Allegations that an Australian spy agency tried to tap mobile phones belonging to President Susilo Bambang Yudhoyono, his wife and several Cabinet members surfaced less than a month after Indonesia hosted the eighth annual UN Internet Governance Forum (IGF) in Bali.
From the opening remarks by Citizen Lab's director, Ronald J. Deibert, which mentioned the 'E' word (E for Edward Snowden), to the final session on Internet surveillance, it was clear that IGF discussions were influenced by the impact and significance of the US government's mass surveillance program.
Responding to a letter of explanation sent by Prime Minister Tony Abbott, Yudhoyono said bilateral relations between the two countries would not fully resume until a new protocol and code of ethics were agreed and implemented.
The spying scandal occurred at a time when the international community is becoming increasingly aware of the extent of the National Security Agency's surveillance programs and the ensuing violations of basic human rights.
The Citizen Lab at the Munk School of Global Affairs, University of Toronto, has actively been conducting research on the commercialization of surveillance software developed by Western companies. The Lab has partnered with Indonesian civil society organizations to raise awareness on why and how surveillance tools may be used and the role of government and intelligence agencies in acquiring and deploying these products.
One of these tools is FinFisher, a network intrusion malware that is marketed and sold exclusively to law enforcement and intelligence agencies by Gamma TSE, part of UK-based Gamma Group. FinSpy, a component of the FinFisher suite, is capable of intercepting email, instant messaging and VoIP communications, as well as spying on users through webcams and microphones and transmitting the data to a designated command-and-control server.
The Citizen Lab has found evidence of FinFisher being used to target Bahraini human rights activists and against political opposition groups in Ethiopia in general and in Malaysia during the 2013 elections in particular. The Citizen Lab has also uncovered FinFisher's presence in Indonesia.
In August 2012, Citizen Lab researchers scanned IP addresses and fingerprinted for FinSpy's characteristic command-and-control protocol. Among the observed servers was an IP (126.96.36.199) owned by Biznet. In a follow-up investigation published in March, researchers documented four additional command-and-control servers in Indonesia on three IP addresses belonging to Biznet (188.8.131.52), PT Matrixnet Global Indonesia (103.38.xxx.xxx), and PT Telkom (118.97.xxx.xxx).
There was also a sample of a mobile phone version of FinFisher that contained a phone number in Indonesia, which the spyware used to send stolen data back over SMS.

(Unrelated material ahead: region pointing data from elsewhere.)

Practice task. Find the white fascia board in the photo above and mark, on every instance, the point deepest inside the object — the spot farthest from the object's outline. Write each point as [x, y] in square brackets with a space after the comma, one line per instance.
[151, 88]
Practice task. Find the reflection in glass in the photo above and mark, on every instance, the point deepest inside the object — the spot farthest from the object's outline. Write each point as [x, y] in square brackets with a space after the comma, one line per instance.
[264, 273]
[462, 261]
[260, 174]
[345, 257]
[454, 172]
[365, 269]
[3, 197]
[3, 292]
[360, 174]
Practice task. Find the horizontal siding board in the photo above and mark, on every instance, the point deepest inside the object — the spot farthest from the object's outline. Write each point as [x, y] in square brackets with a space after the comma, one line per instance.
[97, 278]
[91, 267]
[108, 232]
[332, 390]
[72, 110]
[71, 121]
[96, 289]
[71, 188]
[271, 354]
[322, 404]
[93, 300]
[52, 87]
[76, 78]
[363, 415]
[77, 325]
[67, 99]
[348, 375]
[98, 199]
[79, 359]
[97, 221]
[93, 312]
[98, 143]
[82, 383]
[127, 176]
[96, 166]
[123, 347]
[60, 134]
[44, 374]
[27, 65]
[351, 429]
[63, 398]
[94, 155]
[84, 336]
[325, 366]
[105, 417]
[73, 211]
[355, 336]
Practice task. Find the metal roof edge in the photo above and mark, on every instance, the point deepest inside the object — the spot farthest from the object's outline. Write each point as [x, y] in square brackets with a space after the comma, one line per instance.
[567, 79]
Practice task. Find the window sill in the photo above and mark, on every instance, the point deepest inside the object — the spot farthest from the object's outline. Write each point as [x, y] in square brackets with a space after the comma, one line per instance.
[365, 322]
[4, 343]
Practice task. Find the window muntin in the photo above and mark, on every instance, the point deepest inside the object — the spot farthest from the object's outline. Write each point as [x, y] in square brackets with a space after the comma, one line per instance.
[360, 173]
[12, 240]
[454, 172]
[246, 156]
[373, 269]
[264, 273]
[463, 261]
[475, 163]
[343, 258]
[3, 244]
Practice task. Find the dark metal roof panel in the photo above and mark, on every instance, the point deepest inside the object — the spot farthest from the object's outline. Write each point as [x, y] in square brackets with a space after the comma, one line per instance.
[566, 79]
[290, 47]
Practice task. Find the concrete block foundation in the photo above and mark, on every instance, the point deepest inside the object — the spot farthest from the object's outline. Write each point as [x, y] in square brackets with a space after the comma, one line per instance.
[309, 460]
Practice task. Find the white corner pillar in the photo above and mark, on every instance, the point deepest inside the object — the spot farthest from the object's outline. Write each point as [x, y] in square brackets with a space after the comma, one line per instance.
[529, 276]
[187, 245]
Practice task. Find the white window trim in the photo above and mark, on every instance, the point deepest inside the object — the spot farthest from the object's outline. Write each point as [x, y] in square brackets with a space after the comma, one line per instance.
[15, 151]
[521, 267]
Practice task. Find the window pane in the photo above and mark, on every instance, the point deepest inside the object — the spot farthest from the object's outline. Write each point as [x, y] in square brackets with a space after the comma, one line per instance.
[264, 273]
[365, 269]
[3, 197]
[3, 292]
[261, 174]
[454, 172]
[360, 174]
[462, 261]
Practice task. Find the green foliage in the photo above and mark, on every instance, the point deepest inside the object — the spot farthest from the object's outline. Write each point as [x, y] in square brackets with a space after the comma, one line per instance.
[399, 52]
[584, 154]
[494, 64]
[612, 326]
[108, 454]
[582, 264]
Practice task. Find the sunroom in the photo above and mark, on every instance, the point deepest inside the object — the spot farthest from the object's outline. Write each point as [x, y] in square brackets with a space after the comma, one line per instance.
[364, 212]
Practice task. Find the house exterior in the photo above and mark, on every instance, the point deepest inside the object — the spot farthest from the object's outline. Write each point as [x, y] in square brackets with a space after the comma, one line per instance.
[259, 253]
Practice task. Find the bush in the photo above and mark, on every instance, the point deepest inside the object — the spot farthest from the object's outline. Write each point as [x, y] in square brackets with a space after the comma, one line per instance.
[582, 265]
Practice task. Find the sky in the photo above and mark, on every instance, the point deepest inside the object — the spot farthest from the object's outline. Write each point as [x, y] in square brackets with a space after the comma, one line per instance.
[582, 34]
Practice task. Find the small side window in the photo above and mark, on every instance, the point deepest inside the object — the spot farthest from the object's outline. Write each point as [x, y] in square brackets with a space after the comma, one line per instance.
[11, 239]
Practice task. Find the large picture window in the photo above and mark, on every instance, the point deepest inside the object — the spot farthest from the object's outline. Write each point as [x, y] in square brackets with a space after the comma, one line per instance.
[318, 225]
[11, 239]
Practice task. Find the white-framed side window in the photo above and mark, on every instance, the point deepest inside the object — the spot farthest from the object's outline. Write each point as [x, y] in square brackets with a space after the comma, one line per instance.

The lack of harmonized laws and regulations and the absence of independent oversight and accountability over the wiretapping program in Indonesia mean that there is an increase in the potential risk of misuse. Currently, there are at least twelve laws, two government regulations and two ministerial regulations that govern wiretapping. The Indonesian Military's (TNI) Strategic Intelligence Agency (BAIS), one of five institutions that have surveillance capabilities, recently signed a contract worth US$6.7 million through the Defense Ministry with Gamma TSE for unspecified wiretapping equipment.
Concerns about the abuse of surveillance are warranted considering that there are uneven monitoring standards for agencies conducting wiretapping and that the military faces allegations of human rights violations. These issues are in addition to the controversial nature of Gamma TSE, whose products have turned up in several authoritarian regimes. Husnan Bey Fananie, a member of the House of Representatives' Commission I on defense, said the commission would meet the Defense Ministry and the TNI commander to find out how and why the FinFisher software would be used.
In the wake of the scandal, Indonesia is establishing a Central Intelligence Committee, which will be coordinated under the State Intelligence Agency (BIN). Despite claims by Foreign Minister Marty Natalegawa that Indonesia has no need to spy on foreign governments, Indonesia is likely to use equipment purchased from Gamma TSE as part of these efforts. These developments, in addition to Indonesia's upcoming elections, create a pressing need for Indonesia to have a single, comprehensive legislation regulating wiretapping and interception.
The uproar that followed the spying saga has caused governments and the general public alike to acknowledge the security and human rights concerns involved with surveillance. Some fear that there could be a race to the bottom as governments around the world establish surveillance programs to outdo each other in intelligence gathering. At the same time, the public's increased awareness of surveillance practices has created an opportunity for civil society to push back at corporations and governments.
The time is now for Indonesia to play an active role in ensuring that surveillance protocols and codes of ethical conduct exist not just abroad, as part of efforts to normalize its relations with Australia and other countries, but also at home.
The writer is communications officer at Citizen Lab and Canada Centre for Global Security Studies, Munk School of Global Affairs, at the University of Toronto. The views expressed are personal.